Page 1 of 1
Regex for URLs issue
Posted: Wed Aug 04, 2010 8:30 pm
by HiddenS3crets
I'm trying to write a regular expression to strip any URLs from a bigger string
Example:
Given the string "check out google.com and also yahoo.com"
The regex will return google.com and yahoo.com
My current regex is
Code: Select all
<?php
$str = "check out google.com and also yahoo.com";
preg_match_all('/(?:http:\/\/)?(?:www\.)?[a-z0-9-_]+\.[a-zA-Z]{2,4}\/?.*(?:[[:space:]]|$)/Ui', $str, $matches);
?>
The regex works fine, but when it matches a URL in the string, it stores it in $matches with the space at the end (e.g. 'google.com ')
Is there a way to tell the regex to not save the space in $matches?
Re: Regex for URLs issue
Posted: Wed Aug 04, 2010 8:34 pm
by superdezign
You could try making one large group of everything but the characters that you want and extract that from the array rather than the entire match.
Re: Regex for URLs issue
Posted: Wed Aug 04, 2010 8:38 pm
by HiddenS3crets
I'm not really following...
I know I could get rid of the space by doing something like this:
Code: Select all
<?php
foreach($matches[0] as $url)
{
if(substr($url, -1) == ' ') $url = substr($url, 0, strlen($url) - 1);
}
?>
But it seems like overkill if there's actually a way to just tell [[:space:]] to be saved as part of each match
Re: Regex for URLs issue
Posted: Wed Aug 04, 2010 8:40 pm
by superdezign
preg_match_all saves all matched pieces. I sounds like the OP is trying to use the first match of the array, which is the full string. Wha they want to do is create a second array element that holds the whole string except for the space.

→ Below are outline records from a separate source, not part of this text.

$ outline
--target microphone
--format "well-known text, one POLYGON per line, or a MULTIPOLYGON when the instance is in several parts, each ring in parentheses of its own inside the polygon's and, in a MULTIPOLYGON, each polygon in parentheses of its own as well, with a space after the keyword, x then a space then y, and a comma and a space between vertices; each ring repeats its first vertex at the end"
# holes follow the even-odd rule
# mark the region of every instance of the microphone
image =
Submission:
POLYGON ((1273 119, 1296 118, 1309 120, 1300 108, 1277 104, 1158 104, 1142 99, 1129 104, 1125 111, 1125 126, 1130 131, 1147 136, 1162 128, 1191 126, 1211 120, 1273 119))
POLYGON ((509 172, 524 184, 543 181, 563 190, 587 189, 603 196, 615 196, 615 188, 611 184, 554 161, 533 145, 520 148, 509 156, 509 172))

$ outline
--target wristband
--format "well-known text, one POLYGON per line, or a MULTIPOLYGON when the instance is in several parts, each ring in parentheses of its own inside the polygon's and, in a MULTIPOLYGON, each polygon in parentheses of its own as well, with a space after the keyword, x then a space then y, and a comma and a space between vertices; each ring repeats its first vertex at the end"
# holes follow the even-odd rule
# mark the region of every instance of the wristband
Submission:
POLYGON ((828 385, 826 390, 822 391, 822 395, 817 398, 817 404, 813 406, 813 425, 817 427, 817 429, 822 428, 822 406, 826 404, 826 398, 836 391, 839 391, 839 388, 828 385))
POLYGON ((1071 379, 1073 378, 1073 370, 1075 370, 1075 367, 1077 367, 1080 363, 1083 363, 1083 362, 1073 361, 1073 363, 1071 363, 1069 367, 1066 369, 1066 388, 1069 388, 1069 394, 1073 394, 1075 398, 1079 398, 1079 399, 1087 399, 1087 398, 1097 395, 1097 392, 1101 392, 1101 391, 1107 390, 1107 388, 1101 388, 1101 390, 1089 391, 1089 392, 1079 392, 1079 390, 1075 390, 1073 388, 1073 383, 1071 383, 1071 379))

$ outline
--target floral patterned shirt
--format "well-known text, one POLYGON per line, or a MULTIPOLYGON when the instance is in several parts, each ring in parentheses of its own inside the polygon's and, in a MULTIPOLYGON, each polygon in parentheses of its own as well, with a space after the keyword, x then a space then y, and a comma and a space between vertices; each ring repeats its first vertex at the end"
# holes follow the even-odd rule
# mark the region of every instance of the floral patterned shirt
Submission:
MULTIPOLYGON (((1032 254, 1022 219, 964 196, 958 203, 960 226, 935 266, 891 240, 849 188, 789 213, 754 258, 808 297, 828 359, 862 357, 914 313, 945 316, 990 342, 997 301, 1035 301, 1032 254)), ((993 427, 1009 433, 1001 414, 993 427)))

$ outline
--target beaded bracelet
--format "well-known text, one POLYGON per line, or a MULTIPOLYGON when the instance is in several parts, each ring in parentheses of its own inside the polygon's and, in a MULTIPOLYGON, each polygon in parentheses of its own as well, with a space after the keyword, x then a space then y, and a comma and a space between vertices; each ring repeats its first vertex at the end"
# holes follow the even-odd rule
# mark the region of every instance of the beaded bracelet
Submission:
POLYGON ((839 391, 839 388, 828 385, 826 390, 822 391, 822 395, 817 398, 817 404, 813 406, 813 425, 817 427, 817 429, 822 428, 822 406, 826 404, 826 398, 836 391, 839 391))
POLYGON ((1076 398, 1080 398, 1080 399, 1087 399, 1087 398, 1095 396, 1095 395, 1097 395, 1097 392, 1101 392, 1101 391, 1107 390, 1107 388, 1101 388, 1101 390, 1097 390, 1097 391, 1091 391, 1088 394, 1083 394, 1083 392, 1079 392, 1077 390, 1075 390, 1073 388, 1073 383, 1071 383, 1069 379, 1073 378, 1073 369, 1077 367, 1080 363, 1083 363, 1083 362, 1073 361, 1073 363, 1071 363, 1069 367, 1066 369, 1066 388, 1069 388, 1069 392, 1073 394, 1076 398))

@HiddenS3crets: [url=htp://php.net/trim]trim()[/url] would make more sense.
Re: Regex for URLs issue
Posted: Wed Aug 04, 2010 8:43 pm
by HiddenS3crets
ah yes i see what you mean now man, that worked thank you!
Code: Select all
// old regex:
preg_match_all('/(?:http:\/\/)?(?:www\.)?[a-z0-9-_]+\.[a-zA-Z]{2,4}\/?.*(?:[[:space:]]|$)/Ui', $str, $matches);
// new regex
preg_match_all('/((?:http:\/\/)?(?:www\.)?[a-z0-9-_]+\.[a-zA-Z]{2,4}\/?.*)(?:[[:space:]]|$)/Ui', $str, $matches);
Then I just access the urls through $matches[1] instead of $matches[0]

Re: Regex for URLs issue
Posted: Wed Aug 04, 2010 8:44 pm
by superdezign
Right.
And I must be tired.. I didn't realize that you were OP. lol